One Public Domain to Rule Them All
The Supreme Court heard oral argument this morning in Golan v. Holder, which considers the constitutionality of Section 104A of the Copyright Act, added in 1994 by the obfuscatorily named Uruguay Round Agreements Act. The constitutional issue is whether Congress can, consistent with the Copyright Clause and the First Amendment, remove works from the public domain by “restoring” copyrights to works that had either expired or failed to vest due to a failure to comply with technical requirements.
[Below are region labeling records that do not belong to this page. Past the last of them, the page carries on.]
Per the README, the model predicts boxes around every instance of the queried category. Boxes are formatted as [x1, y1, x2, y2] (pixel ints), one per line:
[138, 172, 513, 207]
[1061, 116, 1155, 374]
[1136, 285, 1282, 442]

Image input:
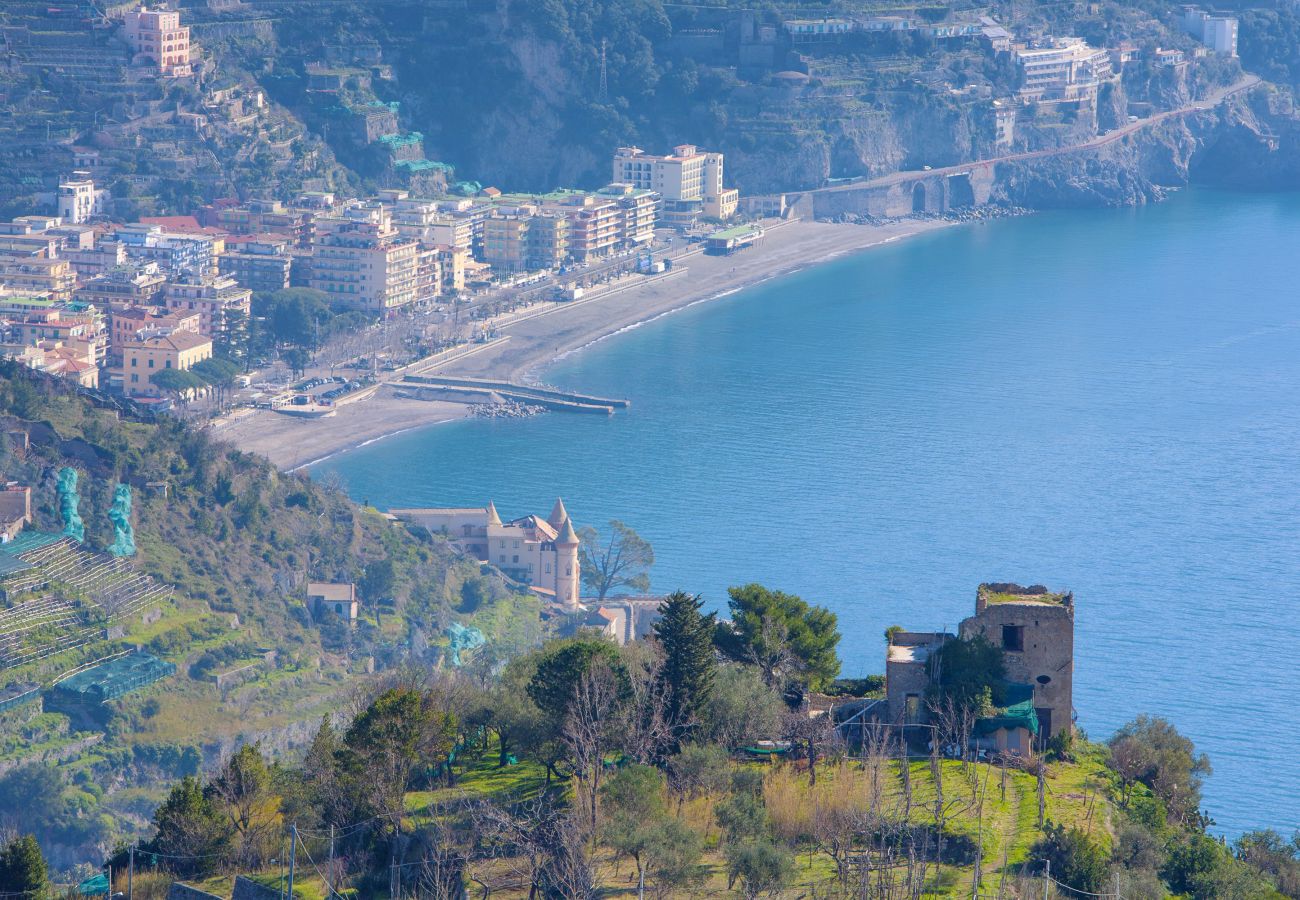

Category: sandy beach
[215, 220, 953, 470]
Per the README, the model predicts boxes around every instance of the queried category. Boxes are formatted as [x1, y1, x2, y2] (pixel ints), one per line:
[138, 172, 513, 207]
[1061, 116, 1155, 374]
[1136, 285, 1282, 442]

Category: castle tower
[961, 584, 1074, 737]
[555, 505, 581, 610]
[546, 497, 568, 529]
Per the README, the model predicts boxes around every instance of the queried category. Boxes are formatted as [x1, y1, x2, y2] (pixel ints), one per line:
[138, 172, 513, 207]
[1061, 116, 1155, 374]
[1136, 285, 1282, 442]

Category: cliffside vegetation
[0, 363, 541, 869]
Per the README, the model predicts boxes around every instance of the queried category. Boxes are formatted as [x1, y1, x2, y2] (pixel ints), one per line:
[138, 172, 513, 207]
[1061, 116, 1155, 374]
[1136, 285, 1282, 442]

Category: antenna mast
[601, 38, 610, 101]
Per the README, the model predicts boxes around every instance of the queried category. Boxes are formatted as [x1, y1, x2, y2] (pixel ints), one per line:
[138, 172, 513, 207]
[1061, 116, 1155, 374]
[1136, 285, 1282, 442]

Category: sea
[315, 189, 1300, 838]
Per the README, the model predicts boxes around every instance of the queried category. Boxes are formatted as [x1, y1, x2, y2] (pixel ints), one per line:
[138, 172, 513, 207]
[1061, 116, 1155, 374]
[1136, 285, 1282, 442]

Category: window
[1002, 626, 1024, 653]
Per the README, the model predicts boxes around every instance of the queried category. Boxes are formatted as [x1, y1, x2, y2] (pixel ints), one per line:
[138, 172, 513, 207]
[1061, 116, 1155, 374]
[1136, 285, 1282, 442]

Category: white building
[391, 499, 581, 610]
[614, 144, 740, 226]
[124, 7, 192, 75]
[1183, 7, 1236, 56]
[1013, 38, 1113, 100]
[59, 170, 105, 225]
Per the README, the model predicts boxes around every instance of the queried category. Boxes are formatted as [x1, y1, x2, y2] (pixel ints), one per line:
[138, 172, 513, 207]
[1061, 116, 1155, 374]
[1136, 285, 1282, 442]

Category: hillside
[0, 363, 540, 865]
[0, 0, 1263, 210]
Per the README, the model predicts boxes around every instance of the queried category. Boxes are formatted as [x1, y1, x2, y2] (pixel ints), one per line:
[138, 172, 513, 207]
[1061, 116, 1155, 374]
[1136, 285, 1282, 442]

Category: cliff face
[992, 87, 1300, 208]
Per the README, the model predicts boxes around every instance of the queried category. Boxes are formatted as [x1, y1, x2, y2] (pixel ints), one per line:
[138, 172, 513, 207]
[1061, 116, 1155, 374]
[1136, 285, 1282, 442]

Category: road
[811, 75, 1261, 194]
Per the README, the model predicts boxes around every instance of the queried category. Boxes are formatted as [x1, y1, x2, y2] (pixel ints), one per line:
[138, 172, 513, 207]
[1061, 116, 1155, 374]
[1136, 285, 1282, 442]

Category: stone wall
[961, 598, 1074, 736]
[166, 882, 225, 900]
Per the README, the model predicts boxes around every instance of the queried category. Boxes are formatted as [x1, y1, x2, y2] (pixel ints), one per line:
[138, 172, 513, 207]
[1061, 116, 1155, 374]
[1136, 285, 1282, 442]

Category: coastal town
[0, 0, 1300, 900]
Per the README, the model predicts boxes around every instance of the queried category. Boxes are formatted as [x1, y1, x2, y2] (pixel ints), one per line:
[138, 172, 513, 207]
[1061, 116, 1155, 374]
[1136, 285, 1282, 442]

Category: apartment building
[1011, 38, 1113, 101]
[597, 183, 662, 247]
[163, 274, 252, 343]
[108, 304, 203, 364]
[73, 263, 166, 308]
[122, 7, 192, 75]
[59, 172, 108, 225]
[122, 330, 212, 397]
[1183, 7, 1236, 56]
[217, 235, 294, 293]
[0, 256, 77, 300]
[309, 204, 428, 316]
[0, 294, 108, 365]
[482, 205, 571, 272]
[114, 222, 222, 277]
[614, 144, 740, 228]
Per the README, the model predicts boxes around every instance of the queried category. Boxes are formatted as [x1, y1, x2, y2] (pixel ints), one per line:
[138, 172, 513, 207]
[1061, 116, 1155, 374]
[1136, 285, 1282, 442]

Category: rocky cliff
[991, 85, 1300, 208]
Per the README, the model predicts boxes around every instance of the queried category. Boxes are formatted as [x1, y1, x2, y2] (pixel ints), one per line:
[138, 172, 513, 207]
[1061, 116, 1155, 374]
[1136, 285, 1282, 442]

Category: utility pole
[325, 825, 334, 896]
[285, 823, 298, 900]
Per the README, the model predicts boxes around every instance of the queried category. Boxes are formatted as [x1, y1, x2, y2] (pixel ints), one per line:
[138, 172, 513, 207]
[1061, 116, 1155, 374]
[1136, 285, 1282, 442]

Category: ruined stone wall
[961, 601, 1074, 736]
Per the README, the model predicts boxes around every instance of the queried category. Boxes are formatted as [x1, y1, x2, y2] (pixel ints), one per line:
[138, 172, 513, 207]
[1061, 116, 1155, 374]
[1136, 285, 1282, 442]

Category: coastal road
[811, 75, 1262, 194]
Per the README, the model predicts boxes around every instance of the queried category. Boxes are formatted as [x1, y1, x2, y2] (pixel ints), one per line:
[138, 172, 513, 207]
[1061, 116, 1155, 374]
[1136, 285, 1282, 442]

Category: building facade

If that sounds a bit abstruse, here’s the issue put more concretely: can Congress restore the United States copyright to J.R.R. Tolkien’s Lord of the Rings trilogy? Or once a work is in the public domain, for whatever reason, is it there irretrievably? The first volume of The Lord of the Rings was published in the United States in 1954 with a paltry 1,500 copies; even though the Hobbit had done well, Tolkien’s publishers did not anticipate what a blockbuster success The Lord of the Rings would be. As a result, the copies soon sold out, and instead of running another U.S. printing, Houghton Mifflin, Tolkien’s U.S. publisher, imported more copies from the UK to fill demand. But apparently Houghton Mifflin screwed up, because they accidentally imported too many: U.S. copyright law at the time contained a protectionist “manufacturing requirement” for books, requiring books sold in the United States to be printed in the United States, with only limited exceptions. A paperback publisher discovered the error in 1965 and printed 150,000 copies of the trilogy without paying any royalties to Tolkien or his publishers.